Add to this the game’s peddling of gambling and NFTs, and the blasé presence of sportswashing (as excellently unpacked by James Saunders in his column Saunderisms), and you’ve got a wholly unappealing environment in which to enjoy your pastime.
For a decent human to be in position of prominence is a balm to the rash that is so much of football. Postecoglou’s handling of Richarlison’s mental health issues was immaculate and – surprise, surprise – actually aided the player’s on pitch performance.
And, if you’re not warmed to the core by this video of Big Ange answering a young fan’s question at a recent forum, then I recommend falling off a boat in deep water. Just look at the hugs, man!
Big Ange being at Spurs is great for them, but it’s also a good for us all. We all need many more like him.
My second reason is inextricably linked to being an unbearable football idealist, and a sporting romantic. Yes, I listen to Stadio, and I read Mundial, and a half-finished copy of Futebol lies on my bedside table.
It’s the prism through which I consume my sport; I see it as an expression of physical prowess and mental dexterity; it is clashing ideology, and a battle with chance; it is contemporary history, it is human nature.

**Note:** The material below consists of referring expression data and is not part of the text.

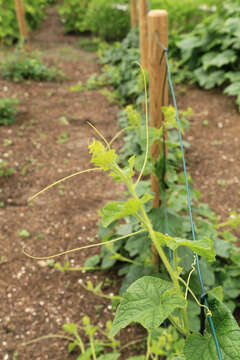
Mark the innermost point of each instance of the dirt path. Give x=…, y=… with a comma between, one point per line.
x=214, y=155
x=36, y=299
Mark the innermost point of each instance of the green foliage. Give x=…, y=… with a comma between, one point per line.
x=121, y=70
x=73, y=13
x=21, y=66
x=211, y=51
x=8, y=111
x=108, y=19
x=184, y=14
x=9, y=32
x=105, y=348
x=148, y=301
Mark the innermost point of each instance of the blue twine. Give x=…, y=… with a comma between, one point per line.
x=188, y=196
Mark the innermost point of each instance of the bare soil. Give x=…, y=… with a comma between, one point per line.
x=36, y=300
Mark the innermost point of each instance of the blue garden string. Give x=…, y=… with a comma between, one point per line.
x=204, y=294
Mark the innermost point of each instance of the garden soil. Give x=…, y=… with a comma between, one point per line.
x=49, y=141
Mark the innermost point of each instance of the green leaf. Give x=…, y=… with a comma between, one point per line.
x=218, y=59
x=118, y=209
x=233, y=89
x=134, y=273
x=112, y=356
x=200, y=347
x=102, y=157
x=218, y=292
x=148, y=301
x=209, y=79
x=72, y=346
x=203, y=247
x=70, y=328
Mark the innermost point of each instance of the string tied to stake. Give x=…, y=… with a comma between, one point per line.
x=204, y=300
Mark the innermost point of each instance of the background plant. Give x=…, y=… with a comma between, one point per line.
x=8, y=110
x=107, y=19
x=35, y=12
x=104, y=18
x=210, y=52
x=21, y=66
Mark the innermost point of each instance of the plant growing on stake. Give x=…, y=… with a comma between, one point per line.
x=151, y=300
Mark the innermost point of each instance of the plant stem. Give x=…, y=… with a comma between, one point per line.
x=92, y=347
x=80, y=343
x=147, y=224
x=148, y=346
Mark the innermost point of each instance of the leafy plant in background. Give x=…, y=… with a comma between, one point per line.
x=4, y=169
x=21, y=66
x=150, y=297
x=209, y=54
x=95, y=348
x=104, y=18
x=120, y=69
x=35, y=12
x=8, y=110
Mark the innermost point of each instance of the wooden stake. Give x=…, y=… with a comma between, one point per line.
x=133, y=4
x=157, y=27
x=143, y=27
x=20, y=11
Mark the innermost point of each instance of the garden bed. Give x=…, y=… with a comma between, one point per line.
x=49, y=141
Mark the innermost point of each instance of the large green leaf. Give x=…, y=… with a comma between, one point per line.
x=218, y=59
x=148, y=301
x=233, y=89
x=209, y=79
x=203, y=247
x=117, y=209
x=112, y=356
x=200, y=347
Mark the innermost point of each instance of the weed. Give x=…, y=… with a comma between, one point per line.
x=89, y=44
x=63, y=120
x=79, y=87
x=8, y=111
x=24, y=234
x=63, y=138
x=7, y=142
x=22, y=66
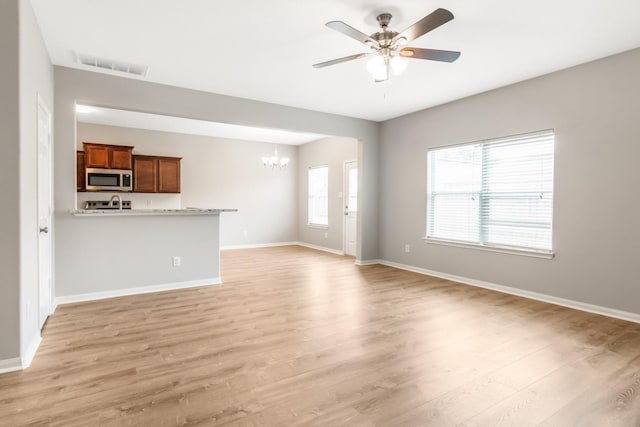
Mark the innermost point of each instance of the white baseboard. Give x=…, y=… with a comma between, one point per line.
x=368, y=261
x=319, y=248
x=31, y=351
x=591, y=308
x=68, y=299
x=10, y=365
x=258, y=245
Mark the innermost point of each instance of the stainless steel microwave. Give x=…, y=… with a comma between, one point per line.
x=108, y=180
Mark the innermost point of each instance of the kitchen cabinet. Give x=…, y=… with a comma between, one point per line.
x=106, y=156
x=80, y=171
x=156, y=174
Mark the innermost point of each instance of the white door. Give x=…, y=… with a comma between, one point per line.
x=44, y=212
x=350, y=207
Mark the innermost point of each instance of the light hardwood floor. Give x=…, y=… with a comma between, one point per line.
x=298, y=337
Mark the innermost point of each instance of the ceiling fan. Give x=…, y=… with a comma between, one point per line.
x=388, y=51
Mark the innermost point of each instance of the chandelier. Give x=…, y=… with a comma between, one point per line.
x=275, y=161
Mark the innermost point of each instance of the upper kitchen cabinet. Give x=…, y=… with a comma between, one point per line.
x=80, y=171
x=168, y=174
x=156, y=174
x=108, y=156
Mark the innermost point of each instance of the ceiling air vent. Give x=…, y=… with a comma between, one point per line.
x=111, y=65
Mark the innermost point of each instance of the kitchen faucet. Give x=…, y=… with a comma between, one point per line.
x=114, y=198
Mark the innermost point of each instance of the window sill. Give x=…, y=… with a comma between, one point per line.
x=320, y=226
x=501, y=249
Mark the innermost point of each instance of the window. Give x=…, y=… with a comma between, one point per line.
x=495, y=194
x=318, y=209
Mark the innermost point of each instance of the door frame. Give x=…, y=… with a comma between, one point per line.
x=41, y=104
x=345, y=196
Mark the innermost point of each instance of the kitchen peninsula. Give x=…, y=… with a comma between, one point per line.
x=123, y=252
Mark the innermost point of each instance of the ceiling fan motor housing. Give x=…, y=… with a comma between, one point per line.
x=384, y=37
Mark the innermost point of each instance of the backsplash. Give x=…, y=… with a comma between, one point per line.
x=138, y=200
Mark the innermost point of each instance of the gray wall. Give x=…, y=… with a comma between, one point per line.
x=217, y=173
x=9, y=184
x=595, y=111
x=74, y=86
x=330, y=152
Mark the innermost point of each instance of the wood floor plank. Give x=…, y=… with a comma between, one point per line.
x=298, y=337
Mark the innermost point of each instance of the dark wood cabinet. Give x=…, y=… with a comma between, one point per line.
x=120, y=157
x=168, y=175
x=156, y=174
x=106, y=156
x=80, y=171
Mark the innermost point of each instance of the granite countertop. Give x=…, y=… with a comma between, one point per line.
x=136, y=212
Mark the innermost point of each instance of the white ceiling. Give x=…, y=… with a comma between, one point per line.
x=137, y=120
x=264, y=50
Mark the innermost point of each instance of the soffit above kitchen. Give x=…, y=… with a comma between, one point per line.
x=265, y=50
x=138, y=120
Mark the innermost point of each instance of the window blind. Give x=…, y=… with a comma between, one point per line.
x=493, y=193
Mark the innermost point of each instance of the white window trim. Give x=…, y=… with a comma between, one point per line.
x=531, y=252
x=319, y=226
x=535, y=253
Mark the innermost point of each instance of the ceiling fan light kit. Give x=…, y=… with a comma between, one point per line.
x=275, y=161
x=387, y=45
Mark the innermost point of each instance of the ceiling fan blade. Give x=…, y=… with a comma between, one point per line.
x=426, y=24
x=339, y=60
x=432, y=54
x=352, y=32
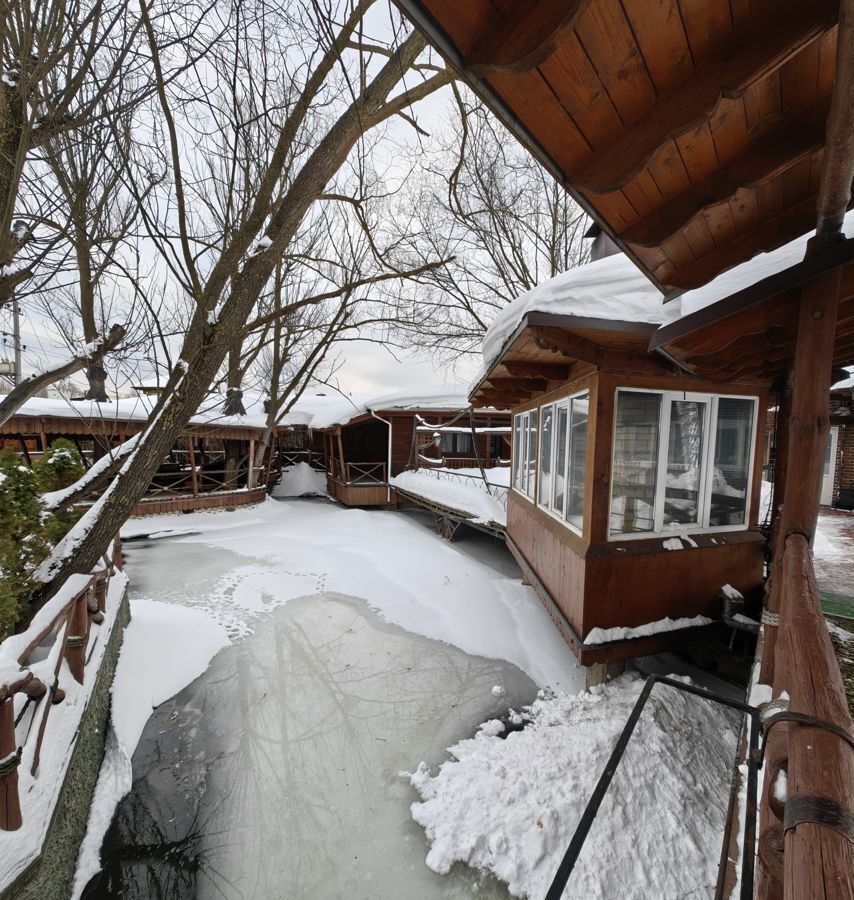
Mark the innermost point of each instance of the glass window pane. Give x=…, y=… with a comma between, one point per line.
x=545, y=470
x=733, y=434
x=560, y=459
x=684, y=462
x=635, y=462
x=577, y=461
x=532, y=452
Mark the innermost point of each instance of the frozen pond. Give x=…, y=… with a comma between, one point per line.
x=275, y=774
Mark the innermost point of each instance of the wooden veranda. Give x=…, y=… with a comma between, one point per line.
x=697, y=134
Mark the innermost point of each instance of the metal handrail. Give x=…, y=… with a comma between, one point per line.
x=754, y=763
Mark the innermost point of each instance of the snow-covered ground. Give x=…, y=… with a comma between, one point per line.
x=283, y=550
x=833, y=553
x=504, y=807
x=461, y=489
x=301, y=480
x=509, y=805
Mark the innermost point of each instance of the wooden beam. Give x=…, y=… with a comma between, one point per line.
x=525, y=35
x=549, y=371
x=768, y=235
x=746, y=57
x=567, y=344
x=837, y=169
x=777, y=151
x=524, y=385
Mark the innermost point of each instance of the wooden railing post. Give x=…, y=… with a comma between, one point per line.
x=10, y=805
x=78, y=633
x=818, y=858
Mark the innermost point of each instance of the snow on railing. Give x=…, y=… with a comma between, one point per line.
x=498, y=491
x=31, y=664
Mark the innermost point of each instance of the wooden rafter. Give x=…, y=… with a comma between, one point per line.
x=525, y=385
x=779, y=150
x=525, y=369
x=750, y=54
x=524, y=37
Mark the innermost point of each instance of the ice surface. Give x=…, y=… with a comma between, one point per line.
x=658, y=832
x=276, y=772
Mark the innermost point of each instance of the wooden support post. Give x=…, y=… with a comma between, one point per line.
x=78, y=632
x=781, y=462
x=341, y=456
x=818, y=860
x=193, y=477
x=10, y=805
x=809, y=420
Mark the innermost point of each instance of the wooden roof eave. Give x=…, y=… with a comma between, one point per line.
x=439, y=38
x=559, y=322
x=666, y=338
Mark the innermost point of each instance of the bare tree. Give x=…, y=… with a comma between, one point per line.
x=487, y=203
x=344, y=93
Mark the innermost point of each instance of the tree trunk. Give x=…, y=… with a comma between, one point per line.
x=206, y=344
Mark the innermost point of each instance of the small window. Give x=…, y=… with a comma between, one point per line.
x=562, y=459
x=635, y=468
x=545, y=471
x=577, y=461
x=524, y=452
x=731, y=477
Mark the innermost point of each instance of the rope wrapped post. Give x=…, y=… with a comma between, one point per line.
x=10, y=805
x=75, y=643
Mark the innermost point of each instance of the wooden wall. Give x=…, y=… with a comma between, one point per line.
x=595, y=582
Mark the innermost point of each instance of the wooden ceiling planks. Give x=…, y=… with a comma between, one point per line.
x=643, y=107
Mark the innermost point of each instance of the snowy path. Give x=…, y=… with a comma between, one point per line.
x=251, y=768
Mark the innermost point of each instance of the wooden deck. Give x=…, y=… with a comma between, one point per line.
x=153, y=506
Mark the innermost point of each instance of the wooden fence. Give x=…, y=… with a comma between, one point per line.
x=806, y=842
x=62, y=627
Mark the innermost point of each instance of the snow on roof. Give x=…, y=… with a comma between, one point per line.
x=138, y=409
x=324, y=411
x=609, y=288
x=763, y=265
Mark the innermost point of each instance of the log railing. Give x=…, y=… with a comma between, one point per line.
x=806, y=843
x=366, y=473
x=498, y=491
x=30, y=669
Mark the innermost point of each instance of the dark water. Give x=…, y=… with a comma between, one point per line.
x=275, y=774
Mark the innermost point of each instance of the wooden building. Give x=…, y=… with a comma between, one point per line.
x=697, y=136
x=367, y=442
x=208, y=467
x=635, y=486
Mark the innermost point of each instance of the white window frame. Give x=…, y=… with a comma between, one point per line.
x=564, y=403
x=707, y=475
x=523, y=477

I romanticise football, moulding the chaos into some grand narrative. This image is shattered when my team’s eternal rivals are intermittently managed by Ryan Mason.
Spurs being terrible is like sticking your younger cousin in goal at the family barbecue. There is no glory in that triumph. But, with Postecoglou at the helm, there is something to strive against. He is Sisyphus’s boulder, and we Arsenal fans will smile as we roll him up the hill.
Therein lies the true majesty of sports; these lot are good, so we ’ave to be better. Then, win or lose, there’ll be a handshake and a tap on the bottom.
Many Gooners will scoff at this way of thinking, others will doubt my loyalty to the cause. Perhaps it’s the distance I have as a foreign fan, and the positive relationship with tribalism that it facilitates, but I believe it is more compelling to battle competence than incompetence.
And, if that means a good person is able to exert their influence on a game straying from any semblance of virtue, then all the better. So, good luck to you Ange, I wish you the best. Except for two hours on Sunday afternoon. I hope you get absolutely battered.